LoL , i just thought you needed to be reminded what the forum is all about you know ... he he

but if you feel like doing some stuff .... i can give you a hint ... medals !!


----------



## ET (20/2/14)

rowan can have the 1st asking for medals medal

Reactions: Funny 1


----------



## Gizmo (20/2/14)

Done.


----------



## Tristan (20/2/14)

Speaking under correction, there is a location field in your profile that you can use


----------



## Rowan Francis (20/2/14)

denizenx said:


> rowan can have the 1st asking for medals medal



@Gizmo - Done .

oh dear what have i done ..

i actually sat hovering over "post" for a while wondering if there is going to be ...

Just do it ....

wheew


----------



## Rob Fisher (20/2/14)

Rowan Francis said:


> Would it be possible to add a spot under everybodies avatar that says where they are ie . joburg , cape town etc , from thier reg details , nothing else , just so that you can just look and see ...



@Rowan Francis did you notice anything different yet?

Reactions: Agree 1


----------



## Rowan Francis (20/2/14)

yup , just noticed mine ain't there so i thunk i need to go add details somewhere ... 

@Gizmo .. thanks

Reactions: Like 1


----------



## Andre (20/2/14)

Rowan Francis said:


> yup , just noticed mine ain't there so i thunk i need to go add details somewhere ...
> 
> @Gizmo .. thanks


Hover over your name top right.
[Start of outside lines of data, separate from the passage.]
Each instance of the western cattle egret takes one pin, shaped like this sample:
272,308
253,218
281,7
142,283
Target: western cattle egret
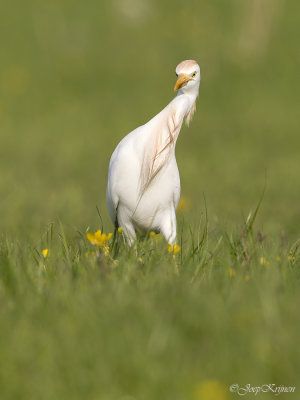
143,187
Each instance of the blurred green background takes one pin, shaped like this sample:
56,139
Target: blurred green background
76,77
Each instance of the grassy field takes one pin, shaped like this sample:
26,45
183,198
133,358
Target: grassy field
79,324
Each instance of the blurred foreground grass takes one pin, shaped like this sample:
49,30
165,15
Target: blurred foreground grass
74,79
81,324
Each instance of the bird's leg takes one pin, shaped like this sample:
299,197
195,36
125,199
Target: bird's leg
168,227
125,223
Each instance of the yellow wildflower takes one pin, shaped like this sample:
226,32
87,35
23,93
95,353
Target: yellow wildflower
211,390
174,249
90,254
46,253
264,262
99,239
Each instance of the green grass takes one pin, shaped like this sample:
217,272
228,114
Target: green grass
81,325
74,79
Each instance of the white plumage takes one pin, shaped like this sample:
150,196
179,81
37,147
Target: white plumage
143,187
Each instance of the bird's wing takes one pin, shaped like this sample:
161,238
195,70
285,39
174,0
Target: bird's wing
159,146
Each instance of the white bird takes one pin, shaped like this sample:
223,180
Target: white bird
143,187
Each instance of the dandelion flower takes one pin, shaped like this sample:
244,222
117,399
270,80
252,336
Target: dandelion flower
174,249
99,239
45,253
264,262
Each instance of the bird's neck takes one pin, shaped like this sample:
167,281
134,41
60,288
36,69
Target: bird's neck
191,95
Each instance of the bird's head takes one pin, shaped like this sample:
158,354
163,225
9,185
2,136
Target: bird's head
188,73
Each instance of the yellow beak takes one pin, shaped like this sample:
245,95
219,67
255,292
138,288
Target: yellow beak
181,81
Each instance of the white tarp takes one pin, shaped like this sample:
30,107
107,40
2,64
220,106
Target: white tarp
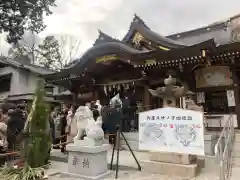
172,130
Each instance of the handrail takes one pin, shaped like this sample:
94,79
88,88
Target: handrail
224,149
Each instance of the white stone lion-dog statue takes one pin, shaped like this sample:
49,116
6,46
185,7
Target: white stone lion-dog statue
86,125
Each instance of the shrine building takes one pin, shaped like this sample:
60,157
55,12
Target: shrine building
207,59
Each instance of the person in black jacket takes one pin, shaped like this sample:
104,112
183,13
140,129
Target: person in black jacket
15,125
63,125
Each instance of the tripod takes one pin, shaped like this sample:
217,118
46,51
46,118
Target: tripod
117,142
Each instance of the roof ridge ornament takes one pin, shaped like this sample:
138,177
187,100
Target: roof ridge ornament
137,19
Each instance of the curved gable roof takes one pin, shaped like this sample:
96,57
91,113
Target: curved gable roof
103,49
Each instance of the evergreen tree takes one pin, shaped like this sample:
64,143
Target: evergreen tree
49,51
38,140
18,16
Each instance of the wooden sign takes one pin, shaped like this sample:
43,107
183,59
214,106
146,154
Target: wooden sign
200,97
106,58
213,76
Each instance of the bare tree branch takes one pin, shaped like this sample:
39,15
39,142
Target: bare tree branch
69,48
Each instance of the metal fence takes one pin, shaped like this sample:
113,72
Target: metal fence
224,149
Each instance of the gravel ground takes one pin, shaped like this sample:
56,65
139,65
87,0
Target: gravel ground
129,171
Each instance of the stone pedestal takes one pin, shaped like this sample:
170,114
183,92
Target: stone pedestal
88,162
171,164
210,141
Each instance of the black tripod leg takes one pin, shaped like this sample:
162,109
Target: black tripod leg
114,146
139,166
118,148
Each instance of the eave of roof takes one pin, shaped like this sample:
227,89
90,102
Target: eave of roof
211,27
103,38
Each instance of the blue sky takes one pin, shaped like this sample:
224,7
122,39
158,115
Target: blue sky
83,18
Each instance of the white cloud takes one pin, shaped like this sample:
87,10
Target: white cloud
82,18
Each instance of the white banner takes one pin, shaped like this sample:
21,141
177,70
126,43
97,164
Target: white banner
172,130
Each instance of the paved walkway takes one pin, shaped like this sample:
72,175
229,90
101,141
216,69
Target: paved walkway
128,170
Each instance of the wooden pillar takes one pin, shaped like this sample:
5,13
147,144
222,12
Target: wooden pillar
146,98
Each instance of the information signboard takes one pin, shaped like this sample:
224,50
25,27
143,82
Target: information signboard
172,130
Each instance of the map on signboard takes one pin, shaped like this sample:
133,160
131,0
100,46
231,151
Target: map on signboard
172,130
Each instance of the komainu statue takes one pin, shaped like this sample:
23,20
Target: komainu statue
86,125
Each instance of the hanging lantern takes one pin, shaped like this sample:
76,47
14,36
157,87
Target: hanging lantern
118,87
105,89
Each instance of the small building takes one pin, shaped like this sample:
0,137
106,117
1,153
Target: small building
207,59
18,80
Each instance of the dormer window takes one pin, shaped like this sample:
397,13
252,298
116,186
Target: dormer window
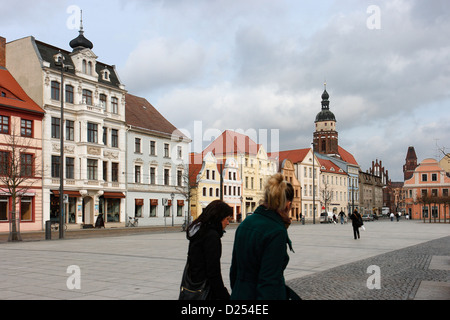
105,74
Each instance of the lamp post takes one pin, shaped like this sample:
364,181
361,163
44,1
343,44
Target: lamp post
172,195
314,186
59,61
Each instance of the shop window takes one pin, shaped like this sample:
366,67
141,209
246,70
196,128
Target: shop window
26,209
4,208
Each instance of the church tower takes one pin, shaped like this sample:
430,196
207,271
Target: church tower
410,163
326,137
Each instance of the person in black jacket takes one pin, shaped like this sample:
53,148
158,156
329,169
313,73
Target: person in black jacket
356,223
205,247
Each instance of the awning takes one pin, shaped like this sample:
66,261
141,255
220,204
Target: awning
114,195
71,194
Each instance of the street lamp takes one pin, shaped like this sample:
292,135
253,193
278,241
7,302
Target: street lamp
314,186
172,195
59,62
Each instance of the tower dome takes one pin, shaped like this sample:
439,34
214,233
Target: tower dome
80,42
325,114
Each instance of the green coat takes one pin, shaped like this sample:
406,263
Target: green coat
260,258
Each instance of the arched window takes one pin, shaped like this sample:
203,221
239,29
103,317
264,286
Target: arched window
84,66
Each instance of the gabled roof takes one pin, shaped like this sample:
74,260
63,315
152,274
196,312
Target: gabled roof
330,167
296,156
233,143
347,156
48,52
16,97
141,114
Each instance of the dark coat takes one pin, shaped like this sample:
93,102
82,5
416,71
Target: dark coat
205,251
260,258
356,220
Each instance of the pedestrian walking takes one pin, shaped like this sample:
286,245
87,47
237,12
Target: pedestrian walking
356,223
205,250
260,247
342,216
100,222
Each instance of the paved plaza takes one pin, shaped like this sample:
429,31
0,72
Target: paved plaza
392,261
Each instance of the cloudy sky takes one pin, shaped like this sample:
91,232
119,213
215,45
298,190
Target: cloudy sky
259,66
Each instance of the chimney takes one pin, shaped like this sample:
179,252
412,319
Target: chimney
2,52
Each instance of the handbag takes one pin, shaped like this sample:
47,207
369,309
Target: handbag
190,290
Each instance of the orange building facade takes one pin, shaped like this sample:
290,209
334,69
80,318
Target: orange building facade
426,193
20,155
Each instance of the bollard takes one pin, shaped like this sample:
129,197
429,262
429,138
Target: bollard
48,230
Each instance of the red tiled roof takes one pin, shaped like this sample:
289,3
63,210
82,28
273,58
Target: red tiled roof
330,167
16,97
232,143
140,113
295,156
347,156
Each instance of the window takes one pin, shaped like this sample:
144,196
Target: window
115,172
69,94
114,105
137,174
55,166
153,176
26,165
92,132
92,169
56,129
114,138
105,170
153,148
103,101
70,168
4,213
137,145
70,130
87,97
55,90
4,124
180,178
4,162
105,136
166,177
26,128
26,209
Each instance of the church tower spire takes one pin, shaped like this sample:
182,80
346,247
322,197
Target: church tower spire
80,42
326,137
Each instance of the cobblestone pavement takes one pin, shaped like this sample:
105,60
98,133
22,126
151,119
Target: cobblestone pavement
401,273
147,264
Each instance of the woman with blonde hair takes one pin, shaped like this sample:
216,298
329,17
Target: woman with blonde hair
260,247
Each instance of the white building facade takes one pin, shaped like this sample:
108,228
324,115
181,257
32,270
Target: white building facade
95,129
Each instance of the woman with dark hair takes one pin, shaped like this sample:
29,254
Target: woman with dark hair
260,247
205,247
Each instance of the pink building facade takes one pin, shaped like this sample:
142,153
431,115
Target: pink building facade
427,193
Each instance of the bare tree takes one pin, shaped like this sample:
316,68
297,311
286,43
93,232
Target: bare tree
18,172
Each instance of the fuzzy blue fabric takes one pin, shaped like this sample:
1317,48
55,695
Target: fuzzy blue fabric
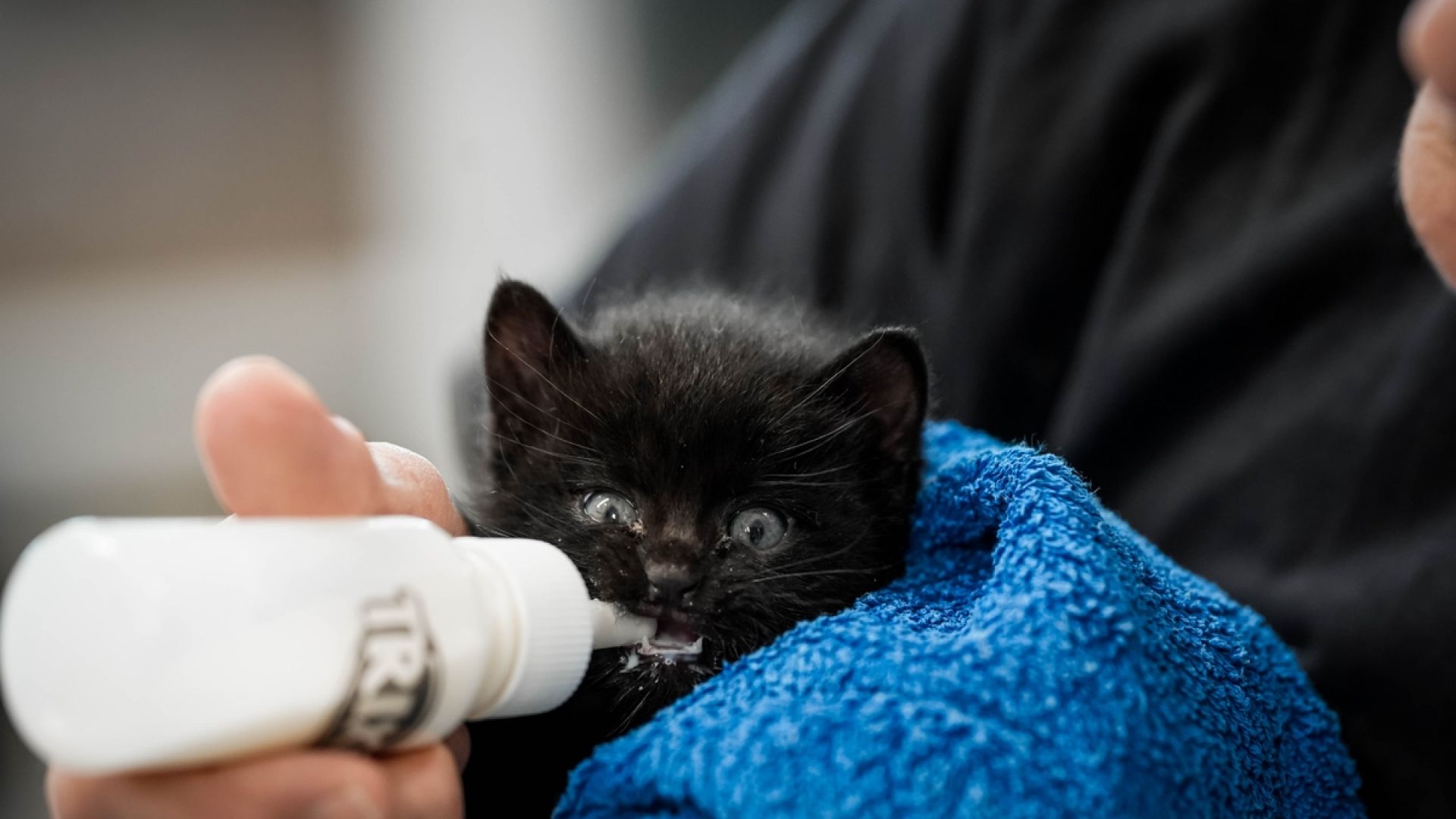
1037,659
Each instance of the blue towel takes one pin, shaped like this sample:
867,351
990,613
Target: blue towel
1038,659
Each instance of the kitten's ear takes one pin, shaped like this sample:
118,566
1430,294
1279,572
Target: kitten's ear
884,375
528,346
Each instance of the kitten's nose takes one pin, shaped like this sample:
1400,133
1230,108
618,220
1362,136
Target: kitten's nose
669,583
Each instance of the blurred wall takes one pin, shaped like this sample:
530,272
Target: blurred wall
338,186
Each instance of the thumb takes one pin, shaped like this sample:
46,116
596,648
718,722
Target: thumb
270,447
1429,148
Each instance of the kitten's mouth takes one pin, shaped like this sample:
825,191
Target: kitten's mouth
673,643
676,642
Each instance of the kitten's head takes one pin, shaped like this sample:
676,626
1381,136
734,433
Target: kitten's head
714,464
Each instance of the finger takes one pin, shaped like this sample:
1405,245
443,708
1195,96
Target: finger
1429,42
331,784
424,784
459,746
1429,178
270,447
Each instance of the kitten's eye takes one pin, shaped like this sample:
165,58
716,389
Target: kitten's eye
758,528
609,507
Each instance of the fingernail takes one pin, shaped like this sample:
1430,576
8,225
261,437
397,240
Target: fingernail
348,802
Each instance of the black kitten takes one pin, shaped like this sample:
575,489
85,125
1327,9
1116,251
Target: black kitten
718,465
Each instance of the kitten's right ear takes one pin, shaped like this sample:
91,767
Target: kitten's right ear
528,346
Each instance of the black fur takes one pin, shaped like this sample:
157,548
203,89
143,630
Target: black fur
695,407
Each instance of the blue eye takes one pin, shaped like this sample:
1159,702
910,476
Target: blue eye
758,528
609,507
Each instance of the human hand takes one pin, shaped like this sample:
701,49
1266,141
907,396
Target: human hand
270,447
1429,149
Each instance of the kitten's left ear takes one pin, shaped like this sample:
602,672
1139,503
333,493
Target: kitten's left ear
886,375
528,346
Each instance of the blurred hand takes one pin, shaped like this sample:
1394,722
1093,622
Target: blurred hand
271,447
1429,150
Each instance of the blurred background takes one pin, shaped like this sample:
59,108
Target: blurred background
334,184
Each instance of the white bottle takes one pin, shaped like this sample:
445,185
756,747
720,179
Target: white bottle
153,643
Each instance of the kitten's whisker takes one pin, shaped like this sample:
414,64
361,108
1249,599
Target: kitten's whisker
823,439
532,404
823,573
816,474
817,558
551,384
549,452
824,384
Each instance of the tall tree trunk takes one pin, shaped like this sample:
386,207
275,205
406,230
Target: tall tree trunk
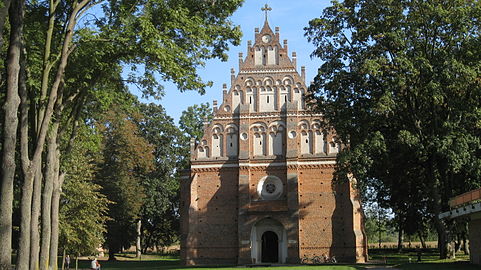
57,191
400,239
35,233
138,247
421,238
10,132
50,174
3,17
43,126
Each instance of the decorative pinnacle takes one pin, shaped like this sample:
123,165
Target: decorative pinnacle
266,9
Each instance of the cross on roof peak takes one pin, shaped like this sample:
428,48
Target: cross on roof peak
266,9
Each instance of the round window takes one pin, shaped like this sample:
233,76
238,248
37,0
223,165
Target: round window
269,188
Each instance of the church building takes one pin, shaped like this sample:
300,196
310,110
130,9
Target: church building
260,187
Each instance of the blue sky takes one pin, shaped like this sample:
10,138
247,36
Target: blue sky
290,15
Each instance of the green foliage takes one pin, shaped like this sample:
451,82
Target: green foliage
169,38
400,83
127,161
160,217
83,208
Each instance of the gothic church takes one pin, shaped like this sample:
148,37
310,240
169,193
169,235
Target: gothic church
260,187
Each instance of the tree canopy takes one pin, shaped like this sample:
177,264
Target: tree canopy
400,85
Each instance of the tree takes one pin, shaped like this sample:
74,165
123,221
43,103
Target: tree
127,160
160,217
83,210
169,39
400,84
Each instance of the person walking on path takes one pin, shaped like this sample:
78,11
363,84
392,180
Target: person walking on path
67,262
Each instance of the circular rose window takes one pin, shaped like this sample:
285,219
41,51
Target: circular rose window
269,188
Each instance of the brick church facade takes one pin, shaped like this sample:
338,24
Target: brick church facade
260,187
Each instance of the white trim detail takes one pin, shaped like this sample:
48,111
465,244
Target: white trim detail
274,164
268,71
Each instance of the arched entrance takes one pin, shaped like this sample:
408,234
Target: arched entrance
268,242
270,247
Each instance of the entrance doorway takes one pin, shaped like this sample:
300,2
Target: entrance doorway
270,247
268,242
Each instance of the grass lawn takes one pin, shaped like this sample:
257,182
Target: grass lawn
393,260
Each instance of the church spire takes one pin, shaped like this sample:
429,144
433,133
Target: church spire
266,9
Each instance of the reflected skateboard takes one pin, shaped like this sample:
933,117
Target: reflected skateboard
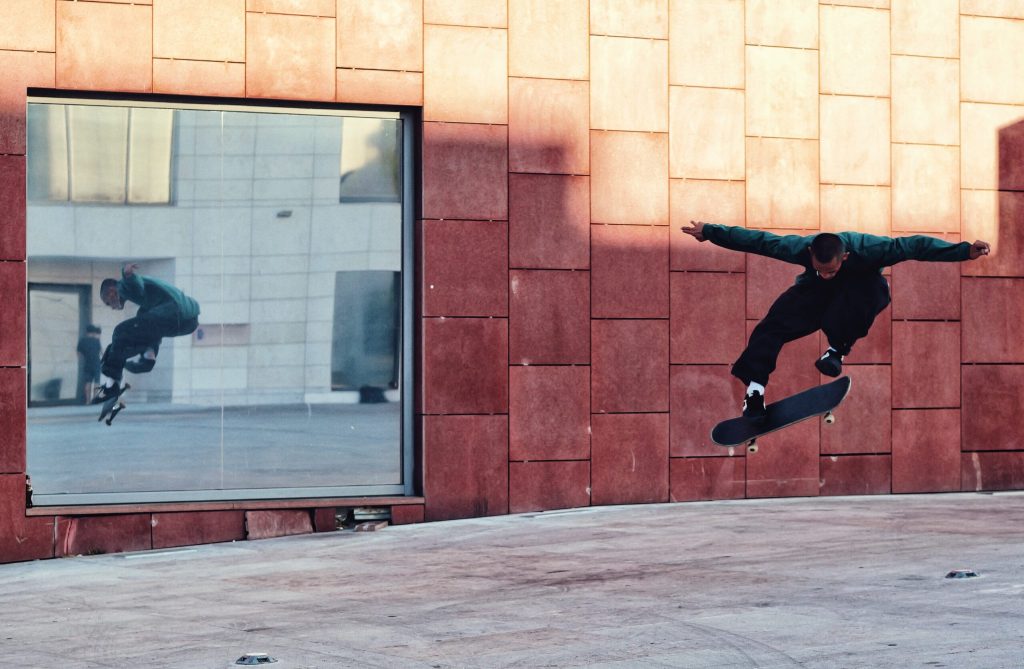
114,406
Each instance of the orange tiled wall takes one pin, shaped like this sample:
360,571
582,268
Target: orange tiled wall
574,344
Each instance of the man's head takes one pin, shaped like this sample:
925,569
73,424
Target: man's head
109,293
827,254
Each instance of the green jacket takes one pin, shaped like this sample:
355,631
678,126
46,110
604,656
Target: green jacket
150,293
867,252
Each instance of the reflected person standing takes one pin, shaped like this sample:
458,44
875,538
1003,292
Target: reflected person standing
88,354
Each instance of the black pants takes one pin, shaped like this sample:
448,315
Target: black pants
843,307
133,336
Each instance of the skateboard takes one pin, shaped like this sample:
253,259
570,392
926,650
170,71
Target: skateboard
819,401
114,406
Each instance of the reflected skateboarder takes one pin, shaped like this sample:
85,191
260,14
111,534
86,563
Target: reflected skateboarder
163,311
840,292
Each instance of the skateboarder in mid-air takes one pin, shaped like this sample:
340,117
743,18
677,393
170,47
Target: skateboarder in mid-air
163,311
840,292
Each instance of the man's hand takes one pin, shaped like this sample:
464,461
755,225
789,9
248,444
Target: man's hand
979,249
695,230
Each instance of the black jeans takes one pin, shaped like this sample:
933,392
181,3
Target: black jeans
843,307
133,336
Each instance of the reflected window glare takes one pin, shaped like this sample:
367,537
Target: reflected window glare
257,312
99,154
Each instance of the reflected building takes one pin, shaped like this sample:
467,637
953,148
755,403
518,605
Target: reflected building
287,227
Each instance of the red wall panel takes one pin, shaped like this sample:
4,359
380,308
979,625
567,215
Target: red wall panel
466,466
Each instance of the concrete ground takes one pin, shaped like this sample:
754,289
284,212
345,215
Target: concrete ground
839,582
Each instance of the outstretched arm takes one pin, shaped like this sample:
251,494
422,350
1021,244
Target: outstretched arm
788,248
931,249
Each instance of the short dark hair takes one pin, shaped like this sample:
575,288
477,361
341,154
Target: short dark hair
826,247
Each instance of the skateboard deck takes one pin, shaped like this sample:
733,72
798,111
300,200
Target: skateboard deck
819,401
113,407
Click on "personal details". Scroll a little down, fill in "location". Snazzy that it is linked to Google maps!


----------



## Gazzacpt (20/2/14)

Matthee said:


> Hover over your name top right. Click on "personal details". Scroll a little down, fill in "location". Snazzy that it is linked to Google maps!



lol now you have to deal with ecig stalkers to

Reactions: Like 1


----------



## Andre (20/2/14)

Gazzacpt said:


> lol now you have to deal with ecig stalkers to


Will lock up my Reos. Impressed that Google Maps can identify your "Mother City" as CT.

Reactions: Agree 1


----------



## Gazzacpt (20/2/14)

Matthee said:


> Will lock up my Reos. Impressed that Google Maps can identify your "Mother City" as CT.



That is quite impressive.

Reactions: Agree 1


----------



## Silver (22/2/14)

Well done @Gizmo for adding the location below the avatar. Its great to see quickly where people are. Thanks

Now all those (i have seen a few) that havent put in their location, please do so in your settings. You dont have to say where you are exactly, i think joburg, cape town or durban is all thats needed. Just so we all know where people are. It helps. 

@Cape vaping supplies , is Kensington a suburb of Cape Town?


----------